The Equality Act prohibits “sexual orientation and gender identity discrimination” in the hiring of education providers.
Many religious educational institutions presently do not hire openly homosexual teachers due to their doctrines about marriage and sexuality. The Roman Catholic Church’s Indianapolis Archdiocese, for example, ceased to recognize a Jesuit high school after it refused to dismiss a teacher engaged in a same-sex partnership. Archbishop Charles Thompson stated that the school had “chosen not to implement changes in accord with the doctrine and pastoral practice of the Catholic Church.”
Beyond hiring practices, the Equality Act would provide inroads for LGBT education to enter public schools.
A coalition called Promise to America’s Children — which is backed by the Family Policy Alliance, the Heritage Foundation, Alliance Defending Freedom, Christian Medical & Dental Associations, and other advocacy groups — notes that the Equality Act would “pave the way for sexualized curriculum across the nation while overriding the authority of parents and penalizing Americans who dare to disagree with its agenda.”
Many protections for churches will remain under the Equality Act. However, the legislation would still carry important implications for places of worship and demand vigilance from ministers.
John Litzler — the director of the Church Law Division of Christian Unity Ministries and a Baptist General Convention of Texas legal consultant — wrote for the Baptist Register that “ministerial exemptions” under the Civil Rights Act would not be affected by the Equality Act.
However, Litzler states that “when hiring a staff member who doesn’t serve an important religious function for the church — such as a custodial staff member — that employee may not fall under the ministerial exception.”
The recent Bostock v. Clayton County Supreme Court opinion — which ruled that “the protections guaranteed by the 1964 Civil Rights Act on the basis of sex also extend to discrimination against lesbian, gay, and transgender Americans” — would be codified by the Equality Act. Litzler writes that an employee may therefore “bring against the church a claim of discrimination based on sexual orientation or gender identity.”
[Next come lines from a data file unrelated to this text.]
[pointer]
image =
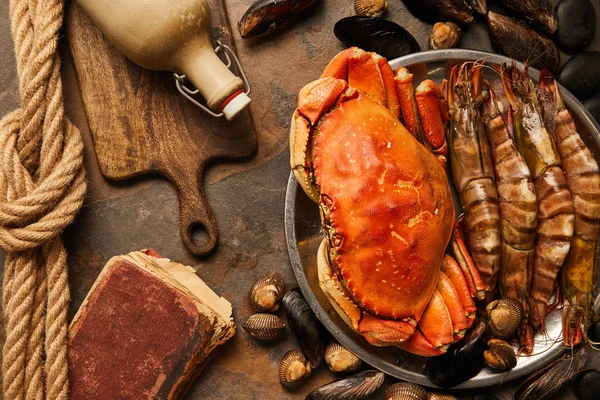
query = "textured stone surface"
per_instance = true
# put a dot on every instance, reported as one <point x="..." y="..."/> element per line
<point x="247" y="196"/>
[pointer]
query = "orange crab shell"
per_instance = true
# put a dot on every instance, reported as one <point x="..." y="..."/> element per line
<point x="387" y="206"/>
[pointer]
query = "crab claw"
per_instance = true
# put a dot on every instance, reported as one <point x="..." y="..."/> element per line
<point x="368" y="72"/>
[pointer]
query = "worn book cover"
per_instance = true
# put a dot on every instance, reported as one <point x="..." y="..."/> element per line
<point x="145" y="331"/>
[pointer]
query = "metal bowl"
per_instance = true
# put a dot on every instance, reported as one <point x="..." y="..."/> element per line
<point x="303" y="235"/>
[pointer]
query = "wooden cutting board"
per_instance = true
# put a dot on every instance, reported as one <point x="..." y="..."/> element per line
<point x="142" y="125"/>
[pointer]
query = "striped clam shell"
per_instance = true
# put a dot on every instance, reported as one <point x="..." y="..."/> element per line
<point x="405" y="391"/>
<point x="340" y="359"/>
<point x="264" y="326"/>
<point x="293" y="369"/>
<point x="505" y="317"/>
<point x="370" y="8"/>
<point x="267" y="292"/>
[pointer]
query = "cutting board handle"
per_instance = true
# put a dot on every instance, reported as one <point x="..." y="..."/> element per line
<point x="195" y="214"/>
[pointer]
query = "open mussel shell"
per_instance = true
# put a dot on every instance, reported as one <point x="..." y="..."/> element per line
<point x="553" y="378"/>
<point x="267" y="292"/>
<point x="355" y="387"/>
<point x="505" y="317"/>
<point x="373" y="34"/>
<point x="340" y="359"/>
<point x="463" y="360"/>
<point x="264" y="326"/>
<point x="370" y="8"/>
<point x="445" y="35"/>
<point x="500" y="355"/>
<point x="405" y="391"/>
<point x="307" y="329"/>
<point x="293" y="369"/>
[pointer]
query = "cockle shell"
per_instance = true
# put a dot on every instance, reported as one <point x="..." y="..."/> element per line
<point x="340" y="359"/>
<point x="405" y="391"/>
<point x="293" y="369"/>
<point x="500" y="355"/>
<point x="445" y="35"/>
<point x="504" y="317"/>
<point x="267" y="292"/>
<point x="264" y="326"/>
<point x="370" y="8"/>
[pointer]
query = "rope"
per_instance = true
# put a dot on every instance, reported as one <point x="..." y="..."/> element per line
<point x="42" y="187"/>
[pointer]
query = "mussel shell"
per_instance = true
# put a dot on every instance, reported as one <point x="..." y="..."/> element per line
<point x="505" y="317"/>
<point x="293" y="369"/>
<point x="370" y="8"/>
<point x="442" y="396"/>
<point x="463" y="360"/>
<point x="445" y="35"/>
<point x="266" y="16"/>
<point x="267" y="292"/>
<point x="500" y="355"/>
<point x="405" y="391"/>
<point x="340" y="359"/>
<point x="373" y="34"/>
<point x="354" y="387"/>
<point x="308" y="330"/>
<point x="553" y="378"/>
<point x="264" y="326"/>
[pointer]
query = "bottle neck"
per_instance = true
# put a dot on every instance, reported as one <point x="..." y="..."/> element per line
<point x="209" y="74"/>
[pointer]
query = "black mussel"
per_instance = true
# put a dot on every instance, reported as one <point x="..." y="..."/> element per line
<point x="355" y="387"/>
<point x="480" y="6"/>
<point x="308" y="330"/>
<point x="553" y="378"/>
<point x="463" y="360"/>
<point x="267" y="292"/>
<point x="500" y="355"/>
<point x="537" y="12"/>
<point x="440" y="10"/>
<point x="576" y="24"/>
<point x="264" y="326"/>
<point x="517" y="41"/>
<point x="370" y="8"/>
<point x="373" y="34"/>
<point x="577" y="76"/>
<point x="445" y="35"/>
<point x="594" y="330"/>
<point x="266" y="16"/>
<point x="293" y="369"/>
<point x="485" y="396"/>
<point x="340" y="359"/>
<point x="405" y="391"/>
<point x="587" y="385"/>
<point x="505" y="317"/>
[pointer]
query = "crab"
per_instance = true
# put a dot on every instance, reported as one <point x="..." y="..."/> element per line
<point x="385" y="207"/>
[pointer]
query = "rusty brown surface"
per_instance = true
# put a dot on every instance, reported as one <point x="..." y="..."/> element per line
<point x="247" y="196"/>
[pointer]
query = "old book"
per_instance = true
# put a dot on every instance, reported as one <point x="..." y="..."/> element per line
<point x="145" y="331"/>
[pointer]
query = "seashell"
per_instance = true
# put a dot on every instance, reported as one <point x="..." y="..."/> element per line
<point x="267" y="292"/>
<point x="441" y="396"/>
<point x="266" y="16"/>
<point x="463" y="360"/>
<point x="308" y="330"/>
<point x="340" y="359"/>
<point x="370" y="8"/>
<point x="264" y="326"/>
<point x="556" y="376"/>
<point x="293" y="369"/>
<point x="374" y="34"/>
<point x="505" y="317"/>
<point x="354" y="387"/>
<point x="500" y="355"/>
<point x="405" y="391"/>
<point x="445" y="35"/>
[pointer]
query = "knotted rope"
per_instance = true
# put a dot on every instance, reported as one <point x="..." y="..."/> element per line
<point x="42" y="186"/>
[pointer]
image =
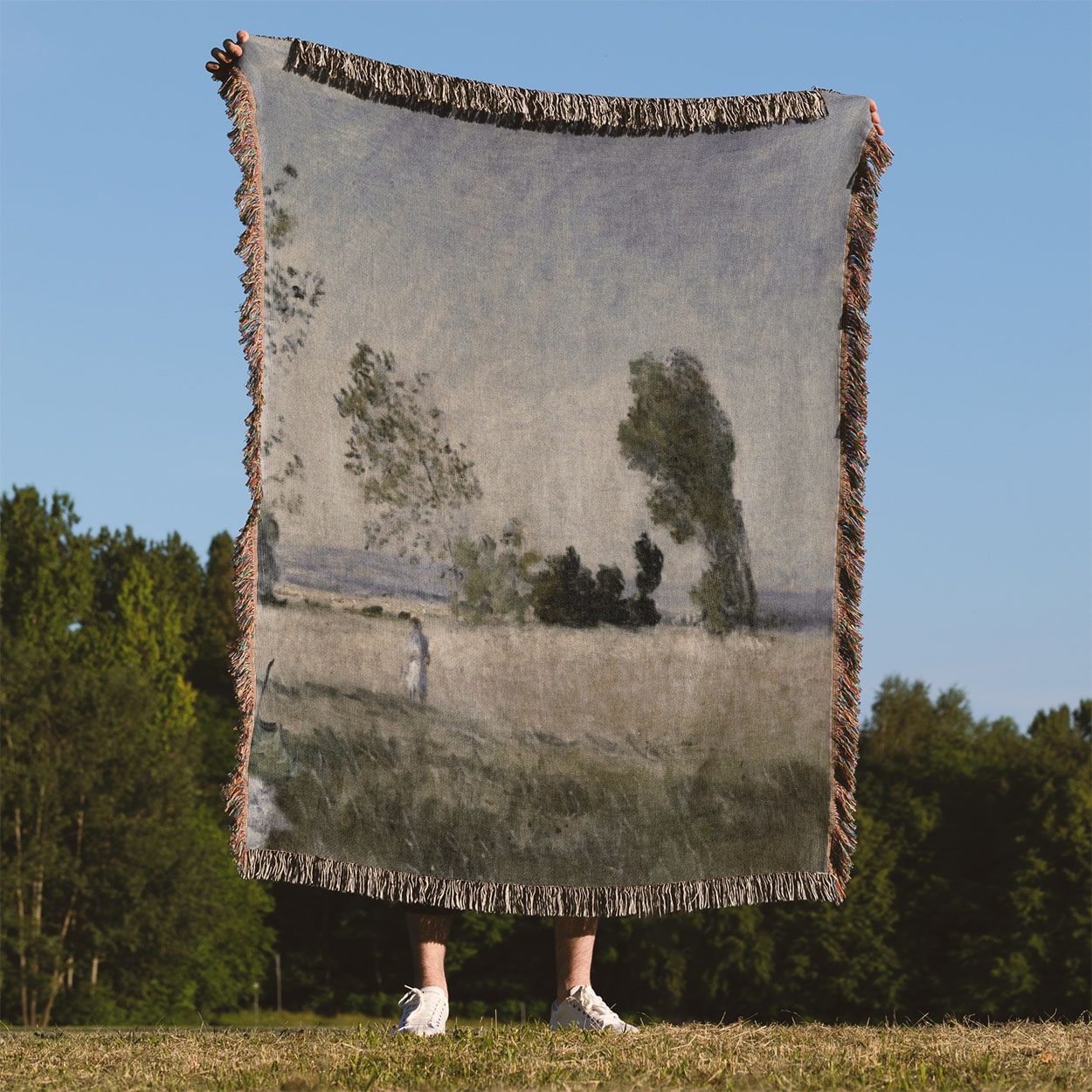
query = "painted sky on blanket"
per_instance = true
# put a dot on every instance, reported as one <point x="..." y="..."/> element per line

“Still, the Equality Act would bring some changes for churches,” Litzler adds. “While churches are not generally considered places of public accommodation, they will need to remain vigilant in connecting the rental of their facilities to the church’s religious mission and behaving in a manner that doesn’t put them in competition with secular rental venues.”
The views expressed in this piece are the author’s own and do not necessarily represent those of The Daily Wire.